Computer simulation results presented in Figure 5 explain this situation. First, the computer simulated stationary rate v20 really has the hyperbolic dependence on the succinate concentration (Figure 5A) and decreases at decreasing k29, i.e., decreasing QH2 oxidation that results in a suppression of SQR activity. Second, Figures 5B,C show why the rates v6 (that equal v20 in the steady state) and v23 (Figure 1A; Supplementary Table S1) that have one the same substrate and one the same product have qualitatively different kinetics, hyperbolic (v6), and bell-shaped (v23). Figure 5B shows that unidirectional mainstream electron flows in forward (from FADH2 to oxidized [2Fe-2S] cluster), v6_forward, and reverse (from reduced [2Fe-2S]− cluster to FADH•), v6_reverse, direction (expression for them in the section Supplementary Data Mathematical model) really follow nonmonotonic FADH2 and FADH• concentration and have bell-shaped kinetics. However, the netto rate: v6_netto = v6_forward − v6_reverse has hyperbolic kinetics due to common-mode inphase changes with a close amplitude in v6_forward and v6_reverse (Figure 5B). Values of these rates v6_forward and v6_reverse are so high compare to v6_netto and close each other that curve for them are indistinguishable in Figure 3B. On the contrary, v23_reverse is very small compare to v23_forward (Figure 5C) due to a small concentration of the one product of this reaction, superoxide O2−. That is why the netto rate of superoxide O2− production by FADH2, v23_netto = v23_forward − v23_reverse follows the forward rate v23_forward only and has bell-shaped kinetics.

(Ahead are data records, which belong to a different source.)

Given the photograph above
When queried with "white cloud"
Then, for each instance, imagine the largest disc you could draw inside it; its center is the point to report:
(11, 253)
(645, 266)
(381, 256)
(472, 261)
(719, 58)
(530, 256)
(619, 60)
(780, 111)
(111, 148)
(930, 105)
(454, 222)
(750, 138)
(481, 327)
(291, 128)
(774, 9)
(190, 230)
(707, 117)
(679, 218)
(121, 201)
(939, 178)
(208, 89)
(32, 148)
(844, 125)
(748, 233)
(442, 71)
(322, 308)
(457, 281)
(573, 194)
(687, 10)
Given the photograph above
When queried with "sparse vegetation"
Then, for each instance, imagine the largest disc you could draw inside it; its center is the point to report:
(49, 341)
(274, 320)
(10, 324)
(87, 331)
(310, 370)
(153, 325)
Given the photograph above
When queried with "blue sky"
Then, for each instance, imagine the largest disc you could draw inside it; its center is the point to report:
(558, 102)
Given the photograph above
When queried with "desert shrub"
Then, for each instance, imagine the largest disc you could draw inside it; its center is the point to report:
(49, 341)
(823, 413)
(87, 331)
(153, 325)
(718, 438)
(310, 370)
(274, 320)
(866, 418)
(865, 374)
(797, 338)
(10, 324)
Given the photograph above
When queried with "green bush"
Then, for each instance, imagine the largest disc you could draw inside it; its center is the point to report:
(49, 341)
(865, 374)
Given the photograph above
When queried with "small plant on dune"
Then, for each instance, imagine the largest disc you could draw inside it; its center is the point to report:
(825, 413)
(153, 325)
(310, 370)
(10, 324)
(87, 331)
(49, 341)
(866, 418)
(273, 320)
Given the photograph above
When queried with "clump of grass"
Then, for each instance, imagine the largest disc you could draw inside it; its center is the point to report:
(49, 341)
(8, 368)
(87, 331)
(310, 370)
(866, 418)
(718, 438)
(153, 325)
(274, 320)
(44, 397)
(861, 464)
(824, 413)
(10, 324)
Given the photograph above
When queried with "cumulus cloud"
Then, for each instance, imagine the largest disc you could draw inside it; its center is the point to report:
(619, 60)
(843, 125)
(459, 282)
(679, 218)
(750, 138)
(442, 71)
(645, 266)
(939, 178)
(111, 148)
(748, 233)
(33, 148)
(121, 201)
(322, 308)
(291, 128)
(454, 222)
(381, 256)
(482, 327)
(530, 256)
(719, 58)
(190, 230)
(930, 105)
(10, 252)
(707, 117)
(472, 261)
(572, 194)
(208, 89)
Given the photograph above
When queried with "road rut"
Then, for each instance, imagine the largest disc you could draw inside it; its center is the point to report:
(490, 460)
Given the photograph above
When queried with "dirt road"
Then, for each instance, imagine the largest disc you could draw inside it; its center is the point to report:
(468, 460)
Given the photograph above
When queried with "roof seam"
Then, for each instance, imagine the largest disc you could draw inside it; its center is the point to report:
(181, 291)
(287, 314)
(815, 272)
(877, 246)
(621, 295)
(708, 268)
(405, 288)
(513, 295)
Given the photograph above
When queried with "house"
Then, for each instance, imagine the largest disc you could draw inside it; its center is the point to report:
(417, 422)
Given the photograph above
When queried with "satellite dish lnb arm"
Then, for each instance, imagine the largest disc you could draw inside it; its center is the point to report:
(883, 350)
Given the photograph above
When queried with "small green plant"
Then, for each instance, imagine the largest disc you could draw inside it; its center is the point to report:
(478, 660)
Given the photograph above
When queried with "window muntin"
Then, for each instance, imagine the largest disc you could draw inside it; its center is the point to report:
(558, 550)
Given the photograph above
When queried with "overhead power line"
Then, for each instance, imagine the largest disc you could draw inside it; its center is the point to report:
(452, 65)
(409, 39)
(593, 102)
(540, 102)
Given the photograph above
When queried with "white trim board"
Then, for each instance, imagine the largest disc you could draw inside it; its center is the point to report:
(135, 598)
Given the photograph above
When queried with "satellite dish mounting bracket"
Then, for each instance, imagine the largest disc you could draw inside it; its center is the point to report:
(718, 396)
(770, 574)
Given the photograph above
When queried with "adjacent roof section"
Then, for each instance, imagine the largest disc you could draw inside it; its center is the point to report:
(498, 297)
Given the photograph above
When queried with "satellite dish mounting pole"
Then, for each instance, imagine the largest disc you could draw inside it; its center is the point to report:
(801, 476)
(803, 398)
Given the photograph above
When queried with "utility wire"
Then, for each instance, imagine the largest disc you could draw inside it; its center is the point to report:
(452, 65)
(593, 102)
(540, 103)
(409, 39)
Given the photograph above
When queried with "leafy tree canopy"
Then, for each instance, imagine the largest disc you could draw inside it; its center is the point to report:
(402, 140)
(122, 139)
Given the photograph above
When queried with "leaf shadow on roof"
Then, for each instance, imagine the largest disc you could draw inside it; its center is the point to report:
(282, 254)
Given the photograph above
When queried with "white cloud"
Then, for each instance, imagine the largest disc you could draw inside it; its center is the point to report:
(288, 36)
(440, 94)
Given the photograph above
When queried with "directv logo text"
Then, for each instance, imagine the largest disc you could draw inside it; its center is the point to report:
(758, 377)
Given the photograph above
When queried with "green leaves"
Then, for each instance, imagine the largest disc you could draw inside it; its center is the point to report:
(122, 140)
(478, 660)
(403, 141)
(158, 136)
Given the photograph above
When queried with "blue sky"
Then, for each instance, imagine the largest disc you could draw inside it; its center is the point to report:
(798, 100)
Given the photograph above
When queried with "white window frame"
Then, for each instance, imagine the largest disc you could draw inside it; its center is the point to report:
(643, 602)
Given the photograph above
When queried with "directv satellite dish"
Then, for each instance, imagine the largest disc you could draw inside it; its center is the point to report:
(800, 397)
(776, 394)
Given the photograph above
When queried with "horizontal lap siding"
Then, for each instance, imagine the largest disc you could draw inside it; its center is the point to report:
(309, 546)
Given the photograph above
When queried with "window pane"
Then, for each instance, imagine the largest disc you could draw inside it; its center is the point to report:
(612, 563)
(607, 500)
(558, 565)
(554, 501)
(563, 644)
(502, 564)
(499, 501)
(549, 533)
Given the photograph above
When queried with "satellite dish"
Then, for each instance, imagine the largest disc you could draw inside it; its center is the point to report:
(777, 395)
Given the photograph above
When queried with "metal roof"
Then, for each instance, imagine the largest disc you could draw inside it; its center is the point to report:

The Effect of Limitation of Succinate Transport on ROS Production by CII
It is worth noting that the succinate concentration required for optimal (peak) ROS generation by CII upon inhibition of CIII or Q-binding site is different in different experiments and changes from approximately 50–500 μM in the experiments with both SMP and intact mitochondria (Quinlan et al., 2012; Siebels and Dröse, 2013; Grivennikova et al., 2017). It was proposed earlier (Grivennikova et al., 2017) that a high optimal succinate concentration up to 400–500 μM in intact mitochondria may be related to limitations of succinate permeability into the mitochondrial matrix, where succinate dehydrogenase active site is located. These limitations were simulated in the model by changes in the rate constant of succinate binding to FAD, k1, because diffusion is one of the steps of succinate binding. Computational modeling results on changes in the rate constant k1 presented in Supplementary Figure S3 support, in part, this hypothesis. A decrease in k1 results in a shift of the optimal succinate concentration to the high values of succinate with simultaneous decrease in the maximal rate of ROS production. These changes resemble the effect of inhibition of CIII and Q-binding site. Therefore, it seems most likely that different succinate optimal values of ROS production observed in different experiments are related to both different power of inhibition of CIII or Q-binding site in different experiments and transport limitations of succinate.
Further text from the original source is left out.